Overall, 34 percent thinks a recession is likely in the next 12 months against 64 percent who think it’s unlikely.
The recent signs of slowdown in major global economies has fund managers worried and quite a few of them think that the world is staring at recession.
A recent survey of global fund managers by Bank of America Merrill Lynch (BofAML) reveals that a one-third of the fund managers expect a recession in the next 12 months.
Among the 224 panelists, with $553 billion of assets under management, who participated in the survey from August 2-8, a significant "34 percent think a recession is likely in the next 12 months against 64 percent who think it’s unlikely, the highest recession probability since October 2011", an August 13 note from BofAML says.
As per the report, 5 percent of them expect value to underperform growth over the next 12 months, which is the lowest since the global financial crisis, reflecting extremely bearish inflation and growth expectations.
While the picture looks gloomy, with global policy stimuli at a 2.5-year low, the onus is on major central banks, including US’ Federal Reserve, European Central Bank and People’s Bank of China, to restore animal spirits.

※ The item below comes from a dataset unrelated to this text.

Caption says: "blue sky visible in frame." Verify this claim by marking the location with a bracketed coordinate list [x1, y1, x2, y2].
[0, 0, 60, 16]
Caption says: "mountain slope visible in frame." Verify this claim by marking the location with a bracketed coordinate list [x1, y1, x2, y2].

"A 43 percent FMS (fund manager survey) investors expect lower short-term rates and only 9 percent expect higher long-term rates over the next 12 months. Cumulatively, this is the most bullish FMS view on bonds since November 2008," the report says.
The shaken faith in equities has forced investors to slash exposure to cyclicals to buy US treasuries and US growth stocks, the survey reveals.
Concerns over the credit cycle have heightened, the survey shows.
"A record 50 percent of FMS investors say corporates are overleveraged, with 46 percent saying they want corporates to use cash flow to improve balance sheets, against the 36 percent who want an increase in capex and 13 percent who seek cash-return to shareholders via dividends or buybacks," it says.
Global corporate earnings expectations have slumped. As per the report, 84 percent of FMS investors expect less than 10 percent earnings per share (EPS) growth over the next 12 months. Consensus global EPS estimates are 8 percent for the next 12 months and 10.5 percent for 2020.
As per the survey note, a 33 percent investors think corporate bonds are the biggest central bank-induced bubble risk, followed by government bonds (30 percent), US equities (26 percent) and gold (8 percent).